En el ínterin, tras haber amenazado un mes antes con nacionalizar la banca, el 14 de febrero el "revolucionario" presidente Hugo Chávez "respondió" a la ofensiva patronal decidiéndose finalmente por decretar la libre flotación del bolívar en el más puro estilo neoliberal, reemplazando al sistema de bandas imperante desde 1997, con lo que el dólar se disparó en 24 horas de 803 a 1,099 bolívares por unidad, sellando así una devaluación del 26,9 por ciento. Este bandazo indujo previsiones inflacionarias y la posibilidad real de que en el mediano plazo el país desemboque en una estangflación o depresión económica con alta inflación. Esta liberación abrupta de la moneda, se enmarcó en un doble plan de estabilización con recortes fiscales destinados a reducir de cuatro a dos por ciento el déficit fiscal, para paliar los desajustes causados en el presupuesto por el descenso de los precios del petróleo y relanzar las exportaciones, todo ello inspirado en la directivas del FMI a las que el gobierno siguió sometido (16) . "Esto es el neoliberalismo salvaje", sentenció el economista venezolano Orlando Ochoa, al tiempo que su colega, Miguel Rodríguez, proponía "integrar al presidente Chávez en el club de los monetaristas". Ante este viraje de 180 grados operado nuevamente en Venezuela, el FMI dio su bendición al gobierno bolivariano de la V república: "Las medidas van en buena dirección" indicó su portavoz, Thomas Dawson. Por su parte, el presidente de la muy privada "Asociación Bancaria", Ignacio Salvatierra, declaró que la medida supone "un retorno a los mecanismos tradicionales":


Paralelamente, el 25 de febrero Chávez designó discrecionalmente a un nuevo presidente y a cinco miembros de la junta directiva de Petróleos de Venezuela S.A. (PDVSA), lo que provocó la insurrección de los ejecutivos destituidos y más de 3.000 seguidores entre los empleados de la estatal petrolera, quienes decidieron no reconocer a la junta directiva designada por el Gobierno, basándose en la potestad que le confieren los estatutos de la empresa y la legislación vigente, en virtud de que los nuevos directivos fueron nombrados por criterios puramente políticos al margen de sus méritos profesionales. El 4 de marzo, los trabajadores petroleros solidarizados con sus directivos plantearon un ultimátum al gobierno para que destituya la junta nombrada por él. Un día antes, siempre en la línea política del FMI, Chávez anunció que durante todo el año 2002 no habría aumento de sueldos para nadie.

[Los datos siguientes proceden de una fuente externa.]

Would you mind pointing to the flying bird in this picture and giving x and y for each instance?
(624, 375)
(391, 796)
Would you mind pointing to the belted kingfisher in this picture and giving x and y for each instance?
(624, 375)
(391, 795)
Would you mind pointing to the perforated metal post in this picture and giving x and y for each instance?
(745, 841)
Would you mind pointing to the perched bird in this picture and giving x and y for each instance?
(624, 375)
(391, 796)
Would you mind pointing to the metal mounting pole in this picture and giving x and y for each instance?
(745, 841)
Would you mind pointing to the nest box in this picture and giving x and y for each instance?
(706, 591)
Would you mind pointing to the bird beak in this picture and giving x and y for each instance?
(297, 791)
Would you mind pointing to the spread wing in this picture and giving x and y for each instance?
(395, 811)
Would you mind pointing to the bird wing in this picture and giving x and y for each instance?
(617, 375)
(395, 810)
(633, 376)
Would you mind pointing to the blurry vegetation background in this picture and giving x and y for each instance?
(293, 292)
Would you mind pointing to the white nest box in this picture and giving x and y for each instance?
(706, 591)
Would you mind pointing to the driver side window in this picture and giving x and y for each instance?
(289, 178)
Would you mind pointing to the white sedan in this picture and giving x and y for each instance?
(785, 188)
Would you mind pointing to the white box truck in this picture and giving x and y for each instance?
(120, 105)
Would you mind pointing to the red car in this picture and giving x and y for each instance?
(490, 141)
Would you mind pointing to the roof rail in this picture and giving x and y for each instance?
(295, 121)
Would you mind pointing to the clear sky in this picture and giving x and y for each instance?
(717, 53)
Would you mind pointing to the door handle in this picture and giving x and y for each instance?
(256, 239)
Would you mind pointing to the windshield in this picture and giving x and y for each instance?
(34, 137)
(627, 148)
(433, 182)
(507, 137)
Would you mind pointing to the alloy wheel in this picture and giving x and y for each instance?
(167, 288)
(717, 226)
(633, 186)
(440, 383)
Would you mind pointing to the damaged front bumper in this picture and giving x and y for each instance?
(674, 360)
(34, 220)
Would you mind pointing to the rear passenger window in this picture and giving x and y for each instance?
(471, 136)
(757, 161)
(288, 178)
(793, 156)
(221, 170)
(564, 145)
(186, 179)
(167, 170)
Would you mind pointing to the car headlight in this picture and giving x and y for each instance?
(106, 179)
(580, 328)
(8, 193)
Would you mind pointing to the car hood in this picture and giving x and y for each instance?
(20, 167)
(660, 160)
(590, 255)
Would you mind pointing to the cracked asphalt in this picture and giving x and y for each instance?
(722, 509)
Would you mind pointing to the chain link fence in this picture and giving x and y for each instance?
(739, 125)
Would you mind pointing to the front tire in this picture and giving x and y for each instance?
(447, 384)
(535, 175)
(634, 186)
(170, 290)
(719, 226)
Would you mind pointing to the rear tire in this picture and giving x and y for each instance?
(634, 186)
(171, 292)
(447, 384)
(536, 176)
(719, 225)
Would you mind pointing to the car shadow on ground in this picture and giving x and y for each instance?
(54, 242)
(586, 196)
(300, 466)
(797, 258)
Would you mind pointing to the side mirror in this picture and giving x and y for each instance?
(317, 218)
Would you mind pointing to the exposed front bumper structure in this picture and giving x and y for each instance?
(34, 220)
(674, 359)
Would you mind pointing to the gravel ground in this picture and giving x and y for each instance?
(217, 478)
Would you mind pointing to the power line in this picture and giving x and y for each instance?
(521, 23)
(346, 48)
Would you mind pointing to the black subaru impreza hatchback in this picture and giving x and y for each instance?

El 6 de marzo Acción Democrática y COPEI, junto a la Confederación de Trabajadores Venezolanos (CTV) se hicieron directamente visibles en alianza con los grandes medios noticiosos, los directivos de la cámara de comercio (Fedecámaras) y los popes de la iglesia católica, para formular un programa nebuloso ("Bases para un Acuerdo Democrático") con el fin de reemplazar a Chávez. El nuevo acuerdo declaró que el Estado debe respetar la "autonomía" de las instituciones económicas y civiles (en clara referencia a PDVSA), la prensa corporativa y la iglesia católica.